Friday, December 29, 2023

A Mother Should Be Loved (Yasujiro Ozu, 1934)

Mitsuko Yoshikawa in A Mother Should Be Loved

Cast: Mitsuko Yoshikawa, Den Ohinata, Koji Mitsui, Seiichi Kato, Shusei Nomura, Shinyo Nara, Chishu Ryu, Yumeko Aizome, Shinobu Aoki, Choko Iida. Screenplay: Kogo Noda, Tadao Ikeda, Masao Arata, Yasujiro Ozu. Cinematography: Isamu Aoki. 

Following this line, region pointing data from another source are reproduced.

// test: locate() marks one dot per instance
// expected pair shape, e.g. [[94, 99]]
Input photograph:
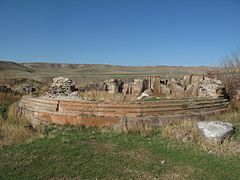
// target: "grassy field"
[[89, 153]]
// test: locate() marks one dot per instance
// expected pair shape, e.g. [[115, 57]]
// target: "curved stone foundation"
[[102, 114]]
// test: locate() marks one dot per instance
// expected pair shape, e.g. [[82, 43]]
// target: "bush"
[[229, 73]]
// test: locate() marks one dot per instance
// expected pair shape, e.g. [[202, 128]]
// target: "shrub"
[[229, 72]]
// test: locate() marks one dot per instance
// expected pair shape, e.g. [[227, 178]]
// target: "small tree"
[[229, 72]]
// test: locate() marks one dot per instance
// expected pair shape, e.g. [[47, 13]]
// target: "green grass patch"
[[87, 153]]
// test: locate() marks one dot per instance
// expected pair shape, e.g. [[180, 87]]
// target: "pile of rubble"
[[62, 87], [185, 87]]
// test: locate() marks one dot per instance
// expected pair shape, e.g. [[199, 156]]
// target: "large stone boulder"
[[5, 89], [165, 90], [215, 131], [177, 91], [61, 87], [114, 86]]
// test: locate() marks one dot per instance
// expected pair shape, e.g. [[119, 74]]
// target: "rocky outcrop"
[[136, 87], [5, 89], [62, 87], [114, 86], [189, 86], [215, 131]]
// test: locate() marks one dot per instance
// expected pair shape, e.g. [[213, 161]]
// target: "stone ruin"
[[62, 87], [189, 86]]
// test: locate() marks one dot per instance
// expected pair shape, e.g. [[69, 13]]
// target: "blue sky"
[[122, 32]]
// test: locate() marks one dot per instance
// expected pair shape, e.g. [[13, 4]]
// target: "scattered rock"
[[215, 131], [62, 87], [5, 89]]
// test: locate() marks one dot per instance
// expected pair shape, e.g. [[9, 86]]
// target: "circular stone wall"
[[92, 113]]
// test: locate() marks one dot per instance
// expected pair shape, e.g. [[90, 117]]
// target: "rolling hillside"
[[96, 72]]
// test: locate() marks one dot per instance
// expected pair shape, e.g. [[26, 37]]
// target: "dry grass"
[[185, 130], [13, 130]]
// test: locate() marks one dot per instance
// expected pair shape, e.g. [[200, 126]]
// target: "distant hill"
[[12, 66], [91, 71], [113, 69]]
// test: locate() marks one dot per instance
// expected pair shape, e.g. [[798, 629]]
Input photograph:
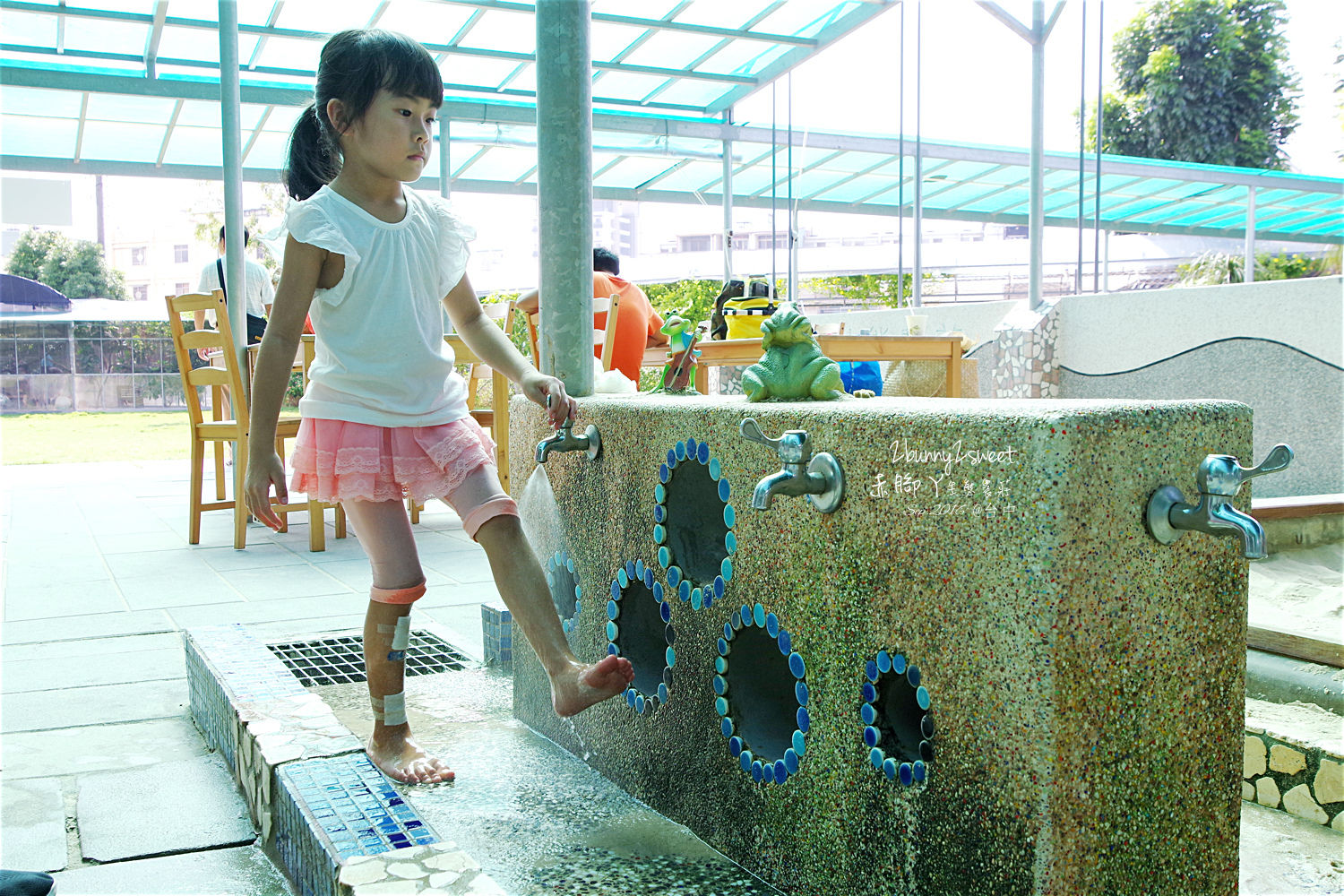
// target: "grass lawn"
[[82, 437]]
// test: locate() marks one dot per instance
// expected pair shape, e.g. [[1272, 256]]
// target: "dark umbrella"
[[21, 290]]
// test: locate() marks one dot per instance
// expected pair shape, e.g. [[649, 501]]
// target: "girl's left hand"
[[550, 394]]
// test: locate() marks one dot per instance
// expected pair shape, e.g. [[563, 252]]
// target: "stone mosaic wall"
[[1024, 352], [1300, 780], [986, 610]]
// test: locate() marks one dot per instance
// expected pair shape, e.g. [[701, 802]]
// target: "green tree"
[[75, 269], [31, 252], [1203, 81]]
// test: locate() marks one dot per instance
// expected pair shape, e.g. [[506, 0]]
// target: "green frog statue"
[[793, 366]]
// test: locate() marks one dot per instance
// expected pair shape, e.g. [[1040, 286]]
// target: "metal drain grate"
[[340, 659]]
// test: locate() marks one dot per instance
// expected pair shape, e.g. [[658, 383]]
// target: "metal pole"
[[236, 284], [564, 191], [793, 212], [1101, 54], [917, 293], [1082, 142], [728, 203], [1038, 136], [900, 167], [445, 163], [1249, 260]]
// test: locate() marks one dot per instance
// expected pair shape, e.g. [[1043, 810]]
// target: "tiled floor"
[[99, 583]]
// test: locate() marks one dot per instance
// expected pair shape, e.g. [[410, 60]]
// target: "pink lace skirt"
[[340, 461]]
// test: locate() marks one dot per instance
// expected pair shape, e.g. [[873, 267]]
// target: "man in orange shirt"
[[637, 327]]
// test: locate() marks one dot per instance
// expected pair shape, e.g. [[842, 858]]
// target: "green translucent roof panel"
[[107, 88]]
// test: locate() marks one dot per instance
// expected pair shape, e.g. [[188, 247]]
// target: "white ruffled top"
[[381, 354]]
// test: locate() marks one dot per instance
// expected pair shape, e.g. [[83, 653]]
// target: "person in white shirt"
[[257, 289], [384, 414]]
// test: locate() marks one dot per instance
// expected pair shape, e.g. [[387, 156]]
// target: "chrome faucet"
[[566, 441], [1219, 477], [817, 476]]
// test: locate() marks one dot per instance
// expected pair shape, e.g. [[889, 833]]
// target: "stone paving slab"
[[24, 602], [242, 871], [69, 650], [32, 825], [86, 626], [75, 707], [117, 668], [172, 806], [99, 747]]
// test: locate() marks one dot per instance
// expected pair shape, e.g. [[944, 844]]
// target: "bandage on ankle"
[[394, 710], [397, 595], [401, 638]]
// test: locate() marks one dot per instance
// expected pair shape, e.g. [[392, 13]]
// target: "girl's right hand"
[[261, 474]]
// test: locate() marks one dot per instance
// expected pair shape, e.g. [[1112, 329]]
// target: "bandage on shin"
[[397, 595], [401, 638], [390, 710]]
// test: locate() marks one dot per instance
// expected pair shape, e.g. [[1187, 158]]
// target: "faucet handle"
[[793, 446], [1223, 474]]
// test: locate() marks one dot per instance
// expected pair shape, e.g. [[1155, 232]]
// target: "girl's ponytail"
[[312, 158]]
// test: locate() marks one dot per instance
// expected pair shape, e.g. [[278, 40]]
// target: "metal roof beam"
[[156, 32], [172, 123], [255, 134], [83, 118], [261, 42]]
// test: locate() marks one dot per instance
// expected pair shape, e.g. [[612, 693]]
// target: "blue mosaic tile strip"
[[331, 809]]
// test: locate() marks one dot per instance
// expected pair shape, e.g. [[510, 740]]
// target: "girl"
[[384, 410]]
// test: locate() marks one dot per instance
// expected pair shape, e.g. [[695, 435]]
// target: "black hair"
[[355, 65], [605, 261], [246, 237]]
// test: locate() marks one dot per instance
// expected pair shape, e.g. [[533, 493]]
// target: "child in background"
[[384, 413]]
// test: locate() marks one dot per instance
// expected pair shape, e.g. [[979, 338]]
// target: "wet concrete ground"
[[540, 821]]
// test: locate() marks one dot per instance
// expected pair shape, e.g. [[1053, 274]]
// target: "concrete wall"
[[1277, 347]]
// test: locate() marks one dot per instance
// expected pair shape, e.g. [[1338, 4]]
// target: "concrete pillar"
[[564, 191]]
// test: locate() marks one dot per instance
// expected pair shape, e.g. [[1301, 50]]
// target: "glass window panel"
[[30, 101], [271, 151], [672, 48], [34, 136], [806, 19], [607, 40], [129, 109], [429, 22], [101, 35], [121, 142], [476, 72], [502, 30], [306, 15], [194, 147], [696, 94], [617, 85], [31, 30], [290, 53]]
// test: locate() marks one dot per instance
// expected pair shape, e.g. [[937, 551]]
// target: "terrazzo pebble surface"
[[999, 548]]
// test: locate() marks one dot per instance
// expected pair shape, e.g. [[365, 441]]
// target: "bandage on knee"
[[397, 595], [401, 638]]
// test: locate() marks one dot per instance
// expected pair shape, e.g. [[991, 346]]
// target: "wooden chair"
[[605, 338], [222, 430]]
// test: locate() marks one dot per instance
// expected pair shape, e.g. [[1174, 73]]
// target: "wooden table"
[[839, 349]]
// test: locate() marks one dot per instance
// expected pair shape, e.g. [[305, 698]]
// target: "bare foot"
[[581, 686], [402, 759]]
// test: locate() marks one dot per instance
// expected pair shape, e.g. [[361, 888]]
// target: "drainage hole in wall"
[[695, 522], [642, 635], [761, 694]]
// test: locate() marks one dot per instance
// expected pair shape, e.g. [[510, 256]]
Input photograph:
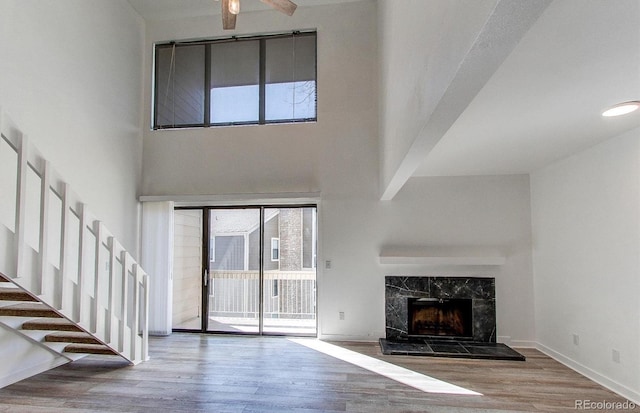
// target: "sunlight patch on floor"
[[400, 374]]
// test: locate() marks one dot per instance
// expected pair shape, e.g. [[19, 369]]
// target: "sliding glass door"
[[256, 272], [289, 276], [234, 270]]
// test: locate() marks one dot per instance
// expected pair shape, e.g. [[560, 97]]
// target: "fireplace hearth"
[[442, 316]]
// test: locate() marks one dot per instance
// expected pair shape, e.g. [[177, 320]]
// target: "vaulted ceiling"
[[527, 89]]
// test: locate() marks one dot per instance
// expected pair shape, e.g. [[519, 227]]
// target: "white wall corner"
[[624, 391]]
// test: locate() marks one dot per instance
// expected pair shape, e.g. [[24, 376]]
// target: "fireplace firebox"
[[452, 317]]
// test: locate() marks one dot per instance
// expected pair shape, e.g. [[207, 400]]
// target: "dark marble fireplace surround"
[[481, 291], [482, 342]]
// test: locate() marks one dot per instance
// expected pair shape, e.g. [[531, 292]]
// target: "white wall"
[[71, 78], [339, 157], [586, 231], [422, 45]]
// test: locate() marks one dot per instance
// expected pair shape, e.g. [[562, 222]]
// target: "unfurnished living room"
[[319, 205]]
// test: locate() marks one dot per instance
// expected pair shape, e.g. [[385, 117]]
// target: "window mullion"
[[207, 85], [262, 87]]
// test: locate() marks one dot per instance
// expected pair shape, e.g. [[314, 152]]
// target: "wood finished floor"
[[200, 373]]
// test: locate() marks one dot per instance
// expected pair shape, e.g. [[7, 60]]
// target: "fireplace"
[[440, 317], [464, 306]]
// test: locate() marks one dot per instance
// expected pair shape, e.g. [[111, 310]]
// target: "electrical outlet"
[[615, 356]]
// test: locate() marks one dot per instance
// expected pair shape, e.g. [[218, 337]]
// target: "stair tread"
[[53, 324], [88, 348], [14, 294], [71, 337], [29, 309]]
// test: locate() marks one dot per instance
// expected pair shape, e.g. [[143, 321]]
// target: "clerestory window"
[[236, 81]]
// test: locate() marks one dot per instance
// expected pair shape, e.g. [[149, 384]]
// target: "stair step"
[[54, 324], [71, 337], [28, 310], [88, 349], [14, 294]]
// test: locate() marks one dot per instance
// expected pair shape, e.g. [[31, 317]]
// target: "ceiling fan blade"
[[228, 19], [284, 6]]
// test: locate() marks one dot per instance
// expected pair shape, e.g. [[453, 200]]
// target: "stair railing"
[[53, 246]]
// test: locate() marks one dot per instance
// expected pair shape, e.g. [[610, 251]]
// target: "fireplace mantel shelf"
[[443, 256]]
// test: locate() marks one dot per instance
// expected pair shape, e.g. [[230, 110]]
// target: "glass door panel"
[[289, 262], [233, 284], [187, 270]]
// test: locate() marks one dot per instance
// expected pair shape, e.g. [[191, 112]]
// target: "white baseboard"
[[622, 390], [343, 337], [523, 344], [32, 371]]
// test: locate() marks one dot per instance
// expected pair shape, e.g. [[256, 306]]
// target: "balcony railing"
[[287, 294]]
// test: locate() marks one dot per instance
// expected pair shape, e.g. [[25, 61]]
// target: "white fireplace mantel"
[[439, 255]]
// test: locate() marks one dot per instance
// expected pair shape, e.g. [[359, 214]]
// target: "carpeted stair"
[[36, 320]]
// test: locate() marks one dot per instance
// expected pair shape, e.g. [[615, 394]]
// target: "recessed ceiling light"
[[622, 108]]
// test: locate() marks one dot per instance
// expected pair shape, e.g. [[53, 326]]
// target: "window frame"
[[276, 241], [207, 80]]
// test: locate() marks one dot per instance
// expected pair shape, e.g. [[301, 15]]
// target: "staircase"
[[41, 324], [66, 284]]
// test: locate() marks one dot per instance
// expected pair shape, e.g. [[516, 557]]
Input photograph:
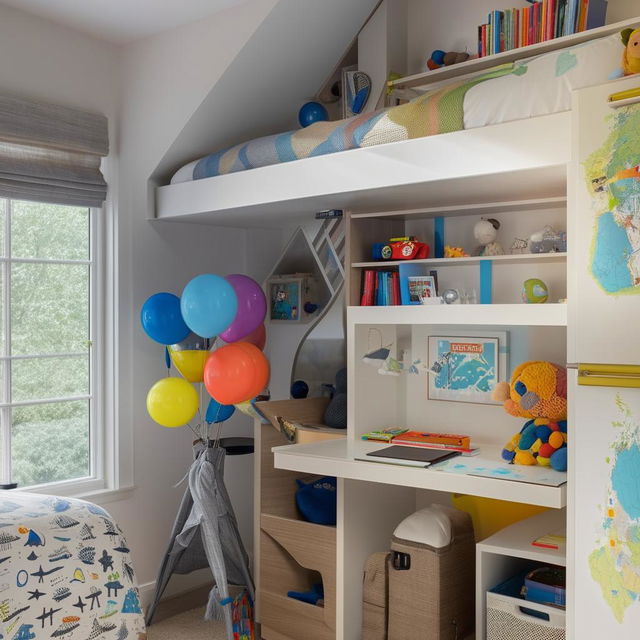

Ordinarily, I would regard watching a silent movie about mother love as a chore, not a pleasure. Especially if the movie is missing its first and last reels and doesn't have a music soundtrack to sweeten it. But A Mother Should Be Loved is an exception, mostly because it's directed by Yasujiro Ozu, who can be trusted not to slip into mawkishness and also to provide visuals that compensate for what's lacking in audibles. The story is emotionally complex: After the death of their father -- a role, played by Yukichi Iwata, that was lost with the movie's first reel -- Sadao (Seiichi Kato) and Kosaku (Shusei Nomura) are raised by Chieko (Mitsuko Yoshikawa). But when Sadao comes of age (now played by Den Ohinata) and applies to the university, he sees his birth certificate and realizes that Chieko is not really his mother -- he's the son of his father's first wife. He's upset at the deception but is quickly assured by Chieko that she loves him equally with Kosaku (now played by Koji Mitsui) and has tried to raise him as her own son. Eventually, however, Sadao suspects Chieko of overcompensating: treating him more generously than Kosaku. They argue, and when Kosaku learns that Sadao has upset their mother, he strikes him. Unwilling to fight back, Sadao leaves home and takes up residence in a brothel. When Chieko comes to plead with him to return home, Sadao refuses at first, but a maid in the brothel overhears their conversation and tells him her own story, which moves him so much that he relents. The reconciliation scene has been lost with the last reel, but is narratively inessential -- if the loss of any of Ozu's work can be deemed inessential. The delicacy of the performances and the lovely framing of each scene in the film overcome sentimentality. Ozu also slips in one of his allusions to other movies by decorating the brothel with a poster of Joan Crawford as Sadie Thompson in Rain (Lewis Milestone, 1932).